I’m obsessed with health

“I’m a Cuman [a nomadic Turkic people, some of whom settled on Hungary’s Great Plain] and during my childhood everything was flat as far as the eye could see. Unsurprisingly, when I purchased a tiny farm in the Porkoláb Valley due to being pressurised by a friend, I felt like I was surrounded by hills. I was first offered a Szekszárd Kadarka at one of my cardiology lectures: the first mouthful had such power that three years later, in 2007, I made my first wine.

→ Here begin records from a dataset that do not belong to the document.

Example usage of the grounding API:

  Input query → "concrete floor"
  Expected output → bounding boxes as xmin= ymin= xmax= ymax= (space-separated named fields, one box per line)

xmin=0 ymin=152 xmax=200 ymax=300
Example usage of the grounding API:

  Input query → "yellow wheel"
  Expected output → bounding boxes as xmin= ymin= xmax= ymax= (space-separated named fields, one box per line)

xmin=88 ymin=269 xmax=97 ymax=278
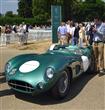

I’m a cardiologist, I’m obsessed by health, so after the first few years, when I felt the smell of the spray, it wasn’t even a question that I would go organic in my tiny vineyard. I opted for manual work with the help of my friend, Laci. We do it in a laid-back manner, we don’t stick to local ways: Kadarka can have botrytis if nature wants it that way, it can be made in barrels because for me it needs some chocolaty aromas and it can have sediment and tartrate crystals, if that’s the price of not filtering and fining it. We harvest late, we pick what the weather, nature, the pheasants and the deer leave behind. There are times when our local peers laugh at us. If it rains during the autumn, they say that Doc Illyés won’t harvest anything. For me this is yield control. We don’t get involved, we don’t interfere.”

 

A sensitive and vulnerable creature

“We cultivate the grapes 100% organically, supervised by Biokontroll Hungária. We do minimal work on the soil by hand, at the bottom of the rows. The soil cover is the local flora. My grapes can be recognised from far away because in the eastern location, the bottom of the vines are protected by blue boxes from pests. The key of our cultivation is the work in the vineyard and the opening up of the bunch zones. In the windy Porkoláb Valley, the danger of infection lessens, such organic treatments as sulphur, copper and orange oil can reach the bunches. We sort during the hand harvest, we pick ripe bunches, often shrivelled parts. The grapes are as sensitive and vulnerable creatures as humans. They only function well when they are healthy, and they are healthy if they are not filled with antibiotics and chemicals.”

 

“Technology

is locked out. I don’t let it into the cellar and this type of wine doesn’t even require it. I couldn’t even fit it in, and it would rather take away than add anything. We have no pump, no temperature control, no pouring-over or micro-oxidation. We have our hands, the vat and the barrel. The cork and the bottle at the end. Following destemming and crushing, the must ferments in vats inoculated by a South African yeast that I chose and fell for. The aim is steady and quick fermentation. After the fermentation, in an oxygen-free environment we macerate the wine-mash the traditional way with punch down for three to four weeks. During this time the malic acid goes down naturally. That’s how I can maximise the most important element of red wines – the high resveratrol and flavonoid content, which is how the wine can become healthy and natural. I think the only job of the winemaker is to protect the grape, and not to damage or poison it. Then with controlled fermentation, maximum cleanliness and minimal intervention – to make the best possible wine from it. The long extraction defines our style – there are some who like it, and there are some who don’t. For me as a doctor, it’s not just its palate that is important but also its effect mechanism. The miracle is in the skins and that’s what we have to open, so that the red wine shouldn’t just be delicious but also healthy.”

 

Barrel is necessary

“When we let the wine down from the vat, we put it into two- to three- year-old barrels made by Swabian coopers in Mecseknádasd. We bottle it by hand straight from the barrel without fining or filtering. If the wine is good it remains stable in the bottle. If there are tartrates or sediment in the bottom of the bottle, it proves we didn’t pester, we didn’t torture the wine. We fill, label and cork by hand.”

 

“The nicest

from the beginning has been the Kadarka, beside it the Pinot Noir. I bought the clones from Pál Kozma, a resistant variety shaped by him. Before he sold it to me, he came here, checked the soil, the cellar, and tasted the wines. Even these days, he comes twice a year. I believe in this variety: during the first two vintages, we didn’t touch it once. We didn’t spray it, not even with sulphur or copper and we could still harvest it. Now, I’m the proudest of this one, but it wasn’t just us it required – the Porkoláb Valley, this fantastic place of growth was also necessary.